Behind every successful organization is a high-performing staff. And behind every high-performing staff is smart workforce management. The most effective leaders know that the more job satisfaction their workforce feels, the more productive they will be, which in turn leads to greater profitability for the company.
But just 30 percent of employees in America feel engaged at work, according to the 2013 “State of the American Workplace” report by Gallup. A 2013 survey conducted by The Energy Project and The Harvard Business Review found that only 33 percent of employees reported being able to do what they most enjoyed at the office. And mere 25 percent felt connected to their company’s mission. By and large, companies are failing at the employee engagement aspect of workforce management.
In his book Return on Character: The Real Reason Leaders and Their Companies Win, Fred Kiel describes three keys to workplace engagement.
- Feeling connected to an organization’s goals and mission
- seeing a connection between your performance and compensation
- Feeling valued and appreciated for your contributions.

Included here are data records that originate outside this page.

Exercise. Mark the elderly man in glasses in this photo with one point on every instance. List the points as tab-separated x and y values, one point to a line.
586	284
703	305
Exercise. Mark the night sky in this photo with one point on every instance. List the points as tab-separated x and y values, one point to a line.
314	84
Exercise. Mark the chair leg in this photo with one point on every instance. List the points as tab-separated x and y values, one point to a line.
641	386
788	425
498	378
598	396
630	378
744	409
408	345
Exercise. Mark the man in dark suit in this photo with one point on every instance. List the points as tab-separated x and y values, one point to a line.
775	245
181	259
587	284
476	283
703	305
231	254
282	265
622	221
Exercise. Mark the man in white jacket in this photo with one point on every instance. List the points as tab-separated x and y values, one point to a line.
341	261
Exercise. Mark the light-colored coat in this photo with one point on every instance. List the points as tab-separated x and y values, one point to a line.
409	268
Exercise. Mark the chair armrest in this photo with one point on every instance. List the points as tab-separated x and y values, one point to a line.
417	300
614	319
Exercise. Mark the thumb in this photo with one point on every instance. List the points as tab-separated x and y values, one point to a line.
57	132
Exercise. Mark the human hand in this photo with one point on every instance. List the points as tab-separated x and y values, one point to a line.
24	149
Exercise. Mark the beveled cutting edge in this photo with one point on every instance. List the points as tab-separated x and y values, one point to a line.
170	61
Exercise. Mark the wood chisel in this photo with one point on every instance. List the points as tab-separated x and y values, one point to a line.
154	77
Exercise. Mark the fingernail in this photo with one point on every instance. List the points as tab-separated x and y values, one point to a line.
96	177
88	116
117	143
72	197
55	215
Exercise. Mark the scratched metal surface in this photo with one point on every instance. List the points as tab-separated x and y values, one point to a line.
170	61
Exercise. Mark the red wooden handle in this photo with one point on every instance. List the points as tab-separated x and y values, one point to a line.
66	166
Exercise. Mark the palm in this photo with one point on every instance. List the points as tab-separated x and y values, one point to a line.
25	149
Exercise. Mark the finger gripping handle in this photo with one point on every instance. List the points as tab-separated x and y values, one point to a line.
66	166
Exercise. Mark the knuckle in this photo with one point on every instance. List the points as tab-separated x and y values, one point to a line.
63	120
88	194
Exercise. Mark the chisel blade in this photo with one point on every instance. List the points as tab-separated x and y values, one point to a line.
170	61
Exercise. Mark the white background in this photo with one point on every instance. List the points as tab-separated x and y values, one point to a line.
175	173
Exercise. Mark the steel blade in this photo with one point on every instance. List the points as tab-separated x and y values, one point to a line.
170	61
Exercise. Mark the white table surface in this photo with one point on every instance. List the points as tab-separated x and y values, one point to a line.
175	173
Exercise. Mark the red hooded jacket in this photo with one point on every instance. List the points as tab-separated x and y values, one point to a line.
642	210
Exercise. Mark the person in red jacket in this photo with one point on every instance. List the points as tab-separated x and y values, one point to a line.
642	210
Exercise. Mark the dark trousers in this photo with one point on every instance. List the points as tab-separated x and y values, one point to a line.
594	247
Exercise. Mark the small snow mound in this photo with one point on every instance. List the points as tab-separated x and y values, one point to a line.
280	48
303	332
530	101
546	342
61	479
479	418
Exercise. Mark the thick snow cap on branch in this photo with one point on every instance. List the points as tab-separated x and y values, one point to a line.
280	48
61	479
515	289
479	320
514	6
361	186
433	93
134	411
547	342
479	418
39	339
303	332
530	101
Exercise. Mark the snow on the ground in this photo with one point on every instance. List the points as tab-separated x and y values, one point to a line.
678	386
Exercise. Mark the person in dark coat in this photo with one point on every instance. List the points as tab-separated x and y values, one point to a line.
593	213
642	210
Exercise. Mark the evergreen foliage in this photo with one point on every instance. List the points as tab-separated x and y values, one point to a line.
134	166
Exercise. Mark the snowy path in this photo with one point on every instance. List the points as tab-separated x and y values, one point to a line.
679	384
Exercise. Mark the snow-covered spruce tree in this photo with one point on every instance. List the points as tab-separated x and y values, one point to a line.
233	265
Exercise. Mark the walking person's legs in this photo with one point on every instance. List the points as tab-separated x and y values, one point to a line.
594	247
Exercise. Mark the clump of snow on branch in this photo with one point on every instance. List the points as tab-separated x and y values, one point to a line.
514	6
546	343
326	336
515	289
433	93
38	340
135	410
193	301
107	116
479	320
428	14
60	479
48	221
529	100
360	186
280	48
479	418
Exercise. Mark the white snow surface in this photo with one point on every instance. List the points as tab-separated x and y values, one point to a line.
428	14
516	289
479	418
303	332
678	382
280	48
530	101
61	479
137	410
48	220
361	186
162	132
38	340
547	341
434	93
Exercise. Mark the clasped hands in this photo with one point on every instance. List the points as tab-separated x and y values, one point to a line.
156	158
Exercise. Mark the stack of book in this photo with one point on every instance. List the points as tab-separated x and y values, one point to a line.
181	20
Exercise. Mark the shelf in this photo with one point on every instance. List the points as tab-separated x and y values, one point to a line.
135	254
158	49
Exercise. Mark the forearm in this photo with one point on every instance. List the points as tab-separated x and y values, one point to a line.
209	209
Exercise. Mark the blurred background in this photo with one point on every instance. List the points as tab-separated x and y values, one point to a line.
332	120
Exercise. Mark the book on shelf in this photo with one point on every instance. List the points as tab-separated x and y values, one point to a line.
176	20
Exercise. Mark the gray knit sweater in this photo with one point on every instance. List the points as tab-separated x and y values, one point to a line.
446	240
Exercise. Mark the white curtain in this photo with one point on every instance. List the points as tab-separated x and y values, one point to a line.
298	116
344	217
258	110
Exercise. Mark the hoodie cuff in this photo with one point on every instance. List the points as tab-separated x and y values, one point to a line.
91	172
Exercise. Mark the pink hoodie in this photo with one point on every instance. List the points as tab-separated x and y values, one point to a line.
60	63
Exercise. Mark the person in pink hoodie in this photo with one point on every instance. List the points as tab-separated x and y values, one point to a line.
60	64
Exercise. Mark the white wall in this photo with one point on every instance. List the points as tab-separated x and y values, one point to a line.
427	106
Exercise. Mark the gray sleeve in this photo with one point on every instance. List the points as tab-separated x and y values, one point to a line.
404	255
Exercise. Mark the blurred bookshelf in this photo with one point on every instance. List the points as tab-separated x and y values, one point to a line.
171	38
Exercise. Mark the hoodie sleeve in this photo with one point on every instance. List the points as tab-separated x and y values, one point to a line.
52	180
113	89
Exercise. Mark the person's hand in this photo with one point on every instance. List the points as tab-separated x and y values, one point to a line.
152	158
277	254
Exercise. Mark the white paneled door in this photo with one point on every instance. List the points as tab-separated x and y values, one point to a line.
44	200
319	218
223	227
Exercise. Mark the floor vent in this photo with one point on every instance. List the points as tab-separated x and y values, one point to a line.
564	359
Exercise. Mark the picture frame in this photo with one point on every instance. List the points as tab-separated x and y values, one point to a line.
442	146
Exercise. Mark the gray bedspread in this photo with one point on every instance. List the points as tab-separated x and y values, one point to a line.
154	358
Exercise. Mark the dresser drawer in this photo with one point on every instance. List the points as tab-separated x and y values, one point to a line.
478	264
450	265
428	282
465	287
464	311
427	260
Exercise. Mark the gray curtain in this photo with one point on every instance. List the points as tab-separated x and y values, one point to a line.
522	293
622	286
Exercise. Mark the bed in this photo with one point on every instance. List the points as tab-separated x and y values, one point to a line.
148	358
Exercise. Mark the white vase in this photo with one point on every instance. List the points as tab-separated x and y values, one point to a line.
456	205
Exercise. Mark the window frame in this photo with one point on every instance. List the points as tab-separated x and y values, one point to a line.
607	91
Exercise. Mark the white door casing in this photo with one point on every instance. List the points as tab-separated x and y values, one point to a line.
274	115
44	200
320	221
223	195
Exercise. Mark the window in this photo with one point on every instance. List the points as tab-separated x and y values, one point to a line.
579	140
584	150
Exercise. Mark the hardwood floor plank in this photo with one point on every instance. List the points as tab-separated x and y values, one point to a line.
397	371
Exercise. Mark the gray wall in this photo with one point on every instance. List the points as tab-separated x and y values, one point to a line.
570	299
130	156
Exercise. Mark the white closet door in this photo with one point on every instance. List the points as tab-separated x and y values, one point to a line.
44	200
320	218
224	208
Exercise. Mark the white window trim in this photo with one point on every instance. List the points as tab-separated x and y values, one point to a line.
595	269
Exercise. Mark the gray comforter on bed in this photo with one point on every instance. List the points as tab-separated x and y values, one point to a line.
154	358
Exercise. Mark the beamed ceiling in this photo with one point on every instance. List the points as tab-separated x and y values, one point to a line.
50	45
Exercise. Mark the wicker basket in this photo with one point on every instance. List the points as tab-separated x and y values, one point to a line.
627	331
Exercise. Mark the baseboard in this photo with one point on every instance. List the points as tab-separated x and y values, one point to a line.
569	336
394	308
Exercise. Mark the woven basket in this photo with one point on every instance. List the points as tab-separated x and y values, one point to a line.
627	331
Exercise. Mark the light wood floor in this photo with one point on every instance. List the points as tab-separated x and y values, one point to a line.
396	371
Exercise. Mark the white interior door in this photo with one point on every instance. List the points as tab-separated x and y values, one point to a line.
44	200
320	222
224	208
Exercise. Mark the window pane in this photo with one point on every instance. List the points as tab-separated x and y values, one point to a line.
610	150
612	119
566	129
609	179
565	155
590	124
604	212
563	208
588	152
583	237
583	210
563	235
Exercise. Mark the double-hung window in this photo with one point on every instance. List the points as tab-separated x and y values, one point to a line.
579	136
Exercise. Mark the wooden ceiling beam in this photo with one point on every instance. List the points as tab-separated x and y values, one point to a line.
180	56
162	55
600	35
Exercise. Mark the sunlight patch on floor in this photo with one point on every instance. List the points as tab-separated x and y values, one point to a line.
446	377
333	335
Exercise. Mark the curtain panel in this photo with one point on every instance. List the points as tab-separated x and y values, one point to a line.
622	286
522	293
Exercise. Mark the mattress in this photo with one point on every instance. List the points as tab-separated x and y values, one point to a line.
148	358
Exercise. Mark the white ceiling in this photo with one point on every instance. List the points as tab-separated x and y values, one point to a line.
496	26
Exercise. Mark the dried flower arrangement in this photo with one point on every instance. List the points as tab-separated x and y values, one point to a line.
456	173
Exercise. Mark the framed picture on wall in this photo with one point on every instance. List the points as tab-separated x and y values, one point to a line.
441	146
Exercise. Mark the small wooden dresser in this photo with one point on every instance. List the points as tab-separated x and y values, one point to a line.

An effective workforce management plan is set up to meet these needs. Here are three simple workforce management strategies that will create a more focused atmosphere on your team, which better equips your people to hit their ambitious targets.
Walk the walk
When leaders exhibit the behavior they themselves promote, employees are more likely to model it as well as feel more engaged at work. Tony Schwartz and Christine Porath of The Energy Project found that when leaders encouraged their employees to work more sustainably—and did so themselves—their employees felt 55 more engaged and 53 percent more focused. Likewise, when employees see the leadership demonstrating characteristics that run counter to the company’s mission, both their loyalty and motivation take a hit. This is easy enough to get right as part of your workforce management.
Use non-monetary forms of recognition
Rewards don’t necessarily drive engagement—but they do reinforce achievement, which is a big engagement driver, says Bob Kelleher, founder of the Employee Engagement Group. Recognition can come in the form of money, of course, but non-monetary incentives show employees that the company is out to help them reach their potential professionally. Consider offering one-on-one meetings with a top sales manager or publicly recognizing a sales agent for landing a big account as part of your workforce management strategy. These tap into an employee’s desire to advance as well as be valued for their effort.
Regular, ongoing communication with employees as well as honest and tactful handling of layoffs, leadership changes, and other company-wide transitions is crucial to keeping them motivated. What communication tools do you have in place to communicate to employees, and what tools exist to capture their thoughts and ideas? If you’re sending out company-wide e-mail blasts, where can employees submit comments or questions? Remember that effective workforce management requires open lines of communication. Lack of communication or outright neglect from management are surefire ways to create disengagement.